Durante una visita pastoral a una parroquia de Roma, el Papa León XIV advirtió sobre el uso de Dios para justificar la violencia.
El Papa León XIV, en su visita el 15 de marzo de 2026 a la Parroquia del Sagrado Corazón de Jesús en Ponte Mammolo, subrayó que no se puede invocar a Dios para legitimar la violencia o la guerra, afirmando que “Dios no puede ser reclutado por la oscuridad”. Este mensaje fue parte de su homilía durante la celebración de la Misa en el Cuarto Domingo de Cuaresma, conocido como Domingo de Laetare.
Antes de la Misa, el pontífice se reunió con diversos grupos de la parroquia, incluyendo niños, jóvenes, familias, enfermos, ancianos y personas necesitadas que reciben apoyo de voluntarios de Caritas y de la Comunidad de Sant’Egidio, conocida por su labor en favor de los pobres y sus esfuerzos por la paz.
En su homilía, el Papa reflexionó sobre el sufrimiento que provocan los conflictos armados en el mundo, señalando que “muchos de nuestros hermanos y hermanas sufren hoy a causa de conflictos violentos, provocados por la absurda afirmación de que los problemas y diferencias pueden resolverse con la guerra”. En lugar de ello, instó a la búsqueda incansable del diálogo para alcanzar la paz.
El Papa continuó diciendo que “algunos incluso afirman involucrar el nombre de Dios en estas elecciones de muerte”. Sin embargo, enfatizó que “Dios no puede ser reclutado por la oscuridad. Más bien, siempre viene a dar luz, esperanza y paz a la humanidad, y es la paz lo que aquellos que lo invocan deben buscar”.
Al reflexionar sobre el relato evangélico del hombre nacido ciego, León XIV destacó que esta historia enseña a los creyentes a ver a los demás con los ojos de Dios. Para ver de esta manera, explicó, es necesario superar los prejuicios, especialmente la tendencia a considerar a quienes sufren “solo como un marginado que debe ser despreciado o un problema que debe ser evitado”, refugiándose en “la torre fortificada del individualismo egoísta”.
En contraste, Jesús mira al ciego con amor, “no como a un ser inferior o una molestia, sino como a una persona querida y necesitada de ayuda”, afirmó el Papa. Al sanarlo, Jesús revela su poder divino y restaura la dignidad del hombre como criatura hecha a imagen y semejanza de Dios. Una vez recuperada la vista, el hombre se convierte en “testigo de la luz”, añadió.
León XIV también advirtió sobre otra forma de ceguera: la negativa a reconocer la presencia de Dios. Aquellos que acusaron a Jesús y al hombre sanado mostraron una ceguera más profunda, al no ver “justo delante de ellos el rostro de Dios”, prefiriendo la estéril seguridad del legalismo rígido. “Jesús no se detiene ante tal obstinación”, dijo el Papa, demostrando que “no hay sábado que pueda obstaculizar un acto de amor”.
El pontífice instó a los cristianos a examinar sus propias vidas, señalando que “también podemos ser ciegos cuando no notamos a los demás y sus problemas”. La primera comunidad cristiana, agregó, entendió el llamado a vivir de manera diferente, compartiendo sus bienes, perseverando en la oración y viviendo en comunión y paz a pesar de las pruebas.

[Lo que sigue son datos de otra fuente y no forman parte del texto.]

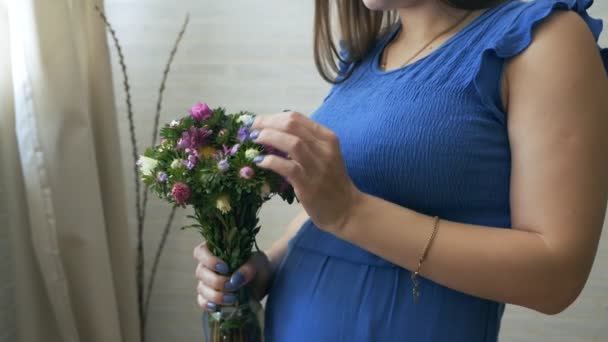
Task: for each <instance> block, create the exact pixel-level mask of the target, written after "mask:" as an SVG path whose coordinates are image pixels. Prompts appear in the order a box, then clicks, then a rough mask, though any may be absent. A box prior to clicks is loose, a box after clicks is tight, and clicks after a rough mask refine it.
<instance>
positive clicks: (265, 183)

Dirigiéndose directamente a la comunidad parroquial, León XIV elogió su labor en favor de los pobres y marginados, incluyendo su atención a los reclusos de la prisión cercana de Rebibbia y sus esfuerzos para ayudar a los migrantes a aprender el idioma, encontrar vivienda y asegurar empleo estable. También destacó las iniciativas caritativas de la parroquia, que incluyen hogares familiares que acogen a mujeres y madres en dificultades.
El Papa concluyó animando a los fieles a seguir cultivando el “don de luz” que se les ha confiado a través de la oración, los sacramentos y la caridad. “Dejad que crezca dentro de vosotros y entre vosotros en toda su suavidad”, exhortó, “y que se difunda por todo el mundo”.
En un momento anterior, al saludar a los niños y jóvenes, el Papa también se dirigió a los feligreses que no pudieron entrar en la iglesia debido a la limitación de espacio, recordándoles que una comunidad parroquial vibrante puede ser un signo de esperanza incluso en lugares marcados por la adversidad. “Nosotros que creemos en Jesucristo y vivimos como hermanos y hermanas unidos podemos ser un signo de esperanza en un mundo donde a menudo faltan estos signos”, afirmó. “En Jesucristo hay salvación, y queremos vivir, recibir y compartir este gran amor que el Señor nos ofrece”.